O candidato pela coligação “Madeira Primeiro”, Paulo Neves, culpou hoje o PS pelo facto de a Madeira, ainda hoje, não ter ferry todo o ano.

Numa acção política junto ao Porto do Funchal, assegurou que este dossier representa, na perfeição, a forma como o PS actua, ao prometer tudo e ao não cumprir nada, em particular com a Madeira.

“É bom que os madeirenses tenham, sempre presentes na sua memória, estas datas: em 2018 o PS prometeu que iria haver ferry entre a Madeira e o continente e, em 2019, com a presença do Primeiro-Ministro, António Costa, prometeram, em Machico, o ferry todo o ano. Aliás, o Primeiro-Ministro e o Dr.

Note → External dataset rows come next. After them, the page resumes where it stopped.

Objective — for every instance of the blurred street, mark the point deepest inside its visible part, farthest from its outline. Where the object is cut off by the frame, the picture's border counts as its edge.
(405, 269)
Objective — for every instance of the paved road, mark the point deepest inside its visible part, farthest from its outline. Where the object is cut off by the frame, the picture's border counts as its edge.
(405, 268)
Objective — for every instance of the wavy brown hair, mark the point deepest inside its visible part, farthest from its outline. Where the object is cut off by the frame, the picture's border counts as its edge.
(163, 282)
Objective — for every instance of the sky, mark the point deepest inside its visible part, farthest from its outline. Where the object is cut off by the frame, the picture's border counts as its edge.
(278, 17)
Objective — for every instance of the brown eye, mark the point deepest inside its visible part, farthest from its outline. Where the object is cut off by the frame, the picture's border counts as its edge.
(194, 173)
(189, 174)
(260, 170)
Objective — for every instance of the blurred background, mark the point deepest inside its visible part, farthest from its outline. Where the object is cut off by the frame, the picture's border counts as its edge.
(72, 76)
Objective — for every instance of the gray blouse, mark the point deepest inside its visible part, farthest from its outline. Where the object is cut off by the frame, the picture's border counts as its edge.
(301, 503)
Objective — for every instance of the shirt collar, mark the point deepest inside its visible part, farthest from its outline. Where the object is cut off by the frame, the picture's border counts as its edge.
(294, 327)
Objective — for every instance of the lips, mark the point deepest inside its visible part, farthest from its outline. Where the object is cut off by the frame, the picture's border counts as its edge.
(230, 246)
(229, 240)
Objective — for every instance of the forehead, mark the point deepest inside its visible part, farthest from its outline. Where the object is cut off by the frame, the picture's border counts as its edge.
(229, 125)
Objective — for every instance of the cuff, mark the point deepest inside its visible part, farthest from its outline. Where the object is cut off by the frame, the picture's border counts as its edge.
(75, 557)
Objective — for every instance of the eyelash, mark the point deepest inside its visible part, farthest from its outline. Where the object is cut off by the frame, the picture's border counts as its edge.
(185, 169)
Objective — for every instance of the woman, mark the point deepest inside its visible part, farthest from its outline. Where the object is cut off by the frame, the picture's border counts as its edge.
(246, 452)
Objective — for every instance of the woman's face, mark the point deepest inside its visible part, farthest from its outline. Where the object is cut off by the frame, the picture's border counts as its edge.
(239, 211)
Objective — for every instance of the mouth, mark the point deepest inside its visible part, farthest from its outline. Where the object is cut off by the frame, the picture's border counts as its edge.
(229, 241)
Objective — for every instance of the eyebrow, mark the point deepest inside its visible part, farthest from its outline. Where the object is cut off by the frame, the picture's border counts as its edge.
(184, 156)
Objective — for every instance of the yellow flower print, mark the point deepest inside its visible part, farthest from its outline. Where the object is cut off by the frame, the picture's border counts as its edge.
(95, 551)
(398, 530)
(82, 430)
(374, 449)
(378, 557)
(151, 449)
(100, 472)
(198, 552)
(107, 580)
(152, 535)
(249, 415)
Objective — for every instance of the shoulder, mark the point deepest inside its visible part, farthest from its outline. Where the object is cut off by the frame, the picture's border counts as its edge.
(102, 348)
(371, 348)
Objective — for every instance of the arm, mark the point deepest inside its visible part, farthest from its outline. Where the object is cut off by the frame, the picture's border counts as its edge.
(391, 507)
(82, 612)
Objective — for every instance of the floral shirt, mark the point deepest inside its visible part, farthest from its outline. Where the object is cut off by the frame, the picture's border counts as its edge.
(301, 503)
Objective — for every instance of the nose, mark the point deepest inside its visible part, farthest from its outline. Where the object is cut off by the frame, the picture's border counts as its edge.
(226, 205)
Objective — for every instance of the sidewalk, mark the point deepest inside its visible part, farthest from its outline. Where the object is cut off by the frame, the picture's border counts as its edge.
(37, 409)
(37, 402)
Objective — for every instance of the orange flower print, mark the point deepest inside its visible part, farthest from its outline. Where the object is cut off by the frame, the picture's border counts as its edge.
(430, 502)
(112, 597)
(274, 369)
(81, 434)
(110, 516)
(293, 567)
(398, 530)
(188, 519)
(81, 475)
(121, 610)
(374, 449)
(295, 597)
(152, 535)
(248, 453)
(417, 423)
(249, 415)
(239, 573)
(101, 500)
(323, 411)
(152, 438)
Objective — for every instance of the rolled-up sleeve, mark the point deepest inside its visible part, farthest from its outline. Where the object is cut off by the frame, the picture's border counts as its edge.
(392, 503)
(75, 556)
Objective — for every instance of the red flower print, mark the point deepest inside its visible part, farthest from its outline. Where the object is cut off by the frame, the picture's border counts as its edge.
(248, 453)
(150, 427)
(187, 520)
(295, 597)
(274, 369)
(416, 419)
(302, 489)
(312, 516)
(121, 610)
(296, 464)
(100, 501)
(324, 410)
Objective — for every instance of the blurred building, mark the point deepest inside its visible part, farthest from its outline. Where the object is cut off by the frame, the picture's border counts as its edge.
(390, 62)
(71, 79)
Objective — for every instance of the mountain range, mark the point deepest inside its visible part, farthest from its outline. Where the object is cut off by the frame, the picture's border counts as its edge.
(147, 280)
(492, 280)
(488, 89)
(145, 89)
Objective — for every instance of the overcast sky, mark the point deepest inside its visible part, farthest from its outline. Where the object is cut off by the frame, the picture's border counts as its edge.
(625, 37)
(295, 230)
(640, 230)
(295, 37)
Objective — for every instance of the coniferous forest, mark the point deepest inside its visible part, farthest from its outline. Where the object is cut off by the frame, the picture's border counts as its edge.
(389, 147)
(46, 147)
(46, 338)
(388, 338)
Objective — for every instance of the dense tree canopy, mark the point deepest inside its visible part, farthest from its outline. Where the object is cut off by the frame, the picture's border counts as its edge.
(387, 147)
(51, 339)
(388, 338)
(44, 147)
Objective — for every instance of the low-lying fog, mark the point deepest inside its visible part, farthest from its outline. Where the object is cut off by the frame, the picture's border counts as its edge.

Paulo Cafôfo tinham, inclusive, um lugar para o ferry parar em Lisboa”, vincou o candidato, deixando claro que já estamos em 2024 e que esta não passou de mais uma promessa por cumprir.

No que concerne à mobilidade, neste caso do ferry, os deputados do PSD-M eleitos à Assembleia da República apresentaram sempre propostas visando a sua resolução, chumbadas pelo PS/M, como voltou a suceder no Orçamento do Estado para 2024, recordou.

Para Neves, o PS tem uma nova “moda”, um novo slogan que é “agora é que vai ser”, ironizou.

“Já estamos habituados a isso, a nível nacional é igual, agora é que a Saúde vai melhorar, agora é que os Transportes vão melhorar, agora é que a Segurança e a Mobilidade vão melhorar”, apontou, esclarecendo, todavia, que a verdade é só uma: é que foi o PS que esteve, a nível nacional, a governar ou desgovernar o País nos últimos oito anos e agora promete tudo, “quando no poder central não cumpriu nada”.